Bumi gonjang-ganjing, langit kelap-kelip. Sebuah banjir besar menelan seluruh peradaban. Semua manusia menjadi korban, kecuali Nuh dan keluarganya. Bersama para hewan, mereka bertahan di sebuah bahtera besar. Nuh harus menahkodai bahtera tersebut agar selamat sampai air bah surut. Bayangkan, betapa besar ketidakpastian yang dihadapi.
Begitu pula dengan dunia kita sekarang ini. Penuh dengan ketidakpastian. Tidak hanya karena COVID-19, melainkan juga bara api populisme yang semakin membara. Arus yang menghantam sejak 2016 ini mengacak-acak konvensi politik-ekonomi yang dibangun sejak akhir Perang Dingin. Dengan kata lain, the liberal-globalist order is under siege.

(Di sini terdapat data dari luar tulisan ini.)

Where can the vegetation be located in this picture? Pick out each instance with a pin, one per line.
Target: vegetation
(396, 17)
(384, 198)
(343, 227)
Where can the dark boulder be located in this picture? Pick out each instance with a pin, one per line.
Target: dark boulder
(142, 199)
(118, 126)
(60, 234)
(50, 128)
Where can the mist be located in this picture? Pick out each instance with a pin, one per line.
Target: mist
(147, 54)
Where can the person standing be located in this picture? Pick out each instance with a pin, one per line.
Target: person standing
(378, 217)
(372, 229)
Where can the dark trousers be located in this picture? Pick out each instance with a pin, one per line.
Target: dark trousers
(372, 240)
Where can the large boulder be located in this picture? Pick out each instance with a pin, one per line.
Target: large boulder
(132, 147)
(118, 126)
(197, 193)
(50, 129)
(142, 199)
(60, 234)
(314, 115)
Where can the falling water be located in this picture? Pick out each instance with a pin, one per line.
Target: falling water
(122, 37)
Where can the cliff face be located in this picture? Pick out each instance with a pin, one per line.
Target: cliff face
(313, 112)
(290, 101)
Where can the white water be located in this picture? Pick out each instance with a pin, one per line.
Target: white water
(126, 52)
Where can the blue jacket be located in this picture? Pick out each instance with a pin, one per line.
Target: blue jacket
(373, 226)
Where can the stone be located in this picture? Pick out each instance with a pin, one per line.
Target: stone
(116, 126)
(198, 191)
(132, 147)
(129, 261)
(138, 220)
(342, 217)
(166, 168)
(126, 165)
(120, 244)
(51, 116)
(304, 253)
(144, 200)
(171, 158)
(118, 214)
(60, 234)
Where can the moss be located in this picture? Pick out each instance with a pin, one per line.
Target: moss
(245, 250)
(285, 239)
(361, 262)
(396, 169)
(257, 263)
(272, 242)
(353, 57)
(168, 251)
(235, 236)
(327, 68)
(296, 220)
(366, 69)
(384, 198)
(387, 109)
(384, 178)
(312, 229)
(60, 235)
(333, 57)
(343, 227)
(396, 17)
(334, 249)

Serangan tidak hanya datang dari populisme sayap kanan. Kini, populisme sayap kiri juga memantapkan serangannya terhadap target yang sama. Bahkan, pendirian kedua kubu dalam isu perdagangan internasional bak pinang dibelah dua. Mau bukti? Tengok saja Perang Bubat politik di Amerika Serikat jelang Pemilu 2020.
Donald Trump sebagai petahana dari Partai Republik berdiri di atas rekam jejaknya sebagai tariff man. Sementara Joe Biden sebagai kandidat Partai Demokrat menyatakan bahwa, "You need to organize the world to take on China." Artinya, kedua calon sudah menyuarakan proteksionisme sebagai aspirasi populis.
Bahkan, amalgamasi ini diakui oleh Bapak Populisme Global, Steve Bannon sejak tahun 2018. Mantan White House Chief Strategist ini mengatakan ada sebagian basis massa gerakan progresif kiri yang dibajak arus populisme Trump:
"There's a larger worker base of black, hispanic working class and some of Bernie's [Bernie Sanders'] people that are economic nationalists and they see the benefits."
Lantas, apa yang dimaksud dengan nasionalisme ekonomi atau populisme ekonomi yang diutarakan oleh beliau?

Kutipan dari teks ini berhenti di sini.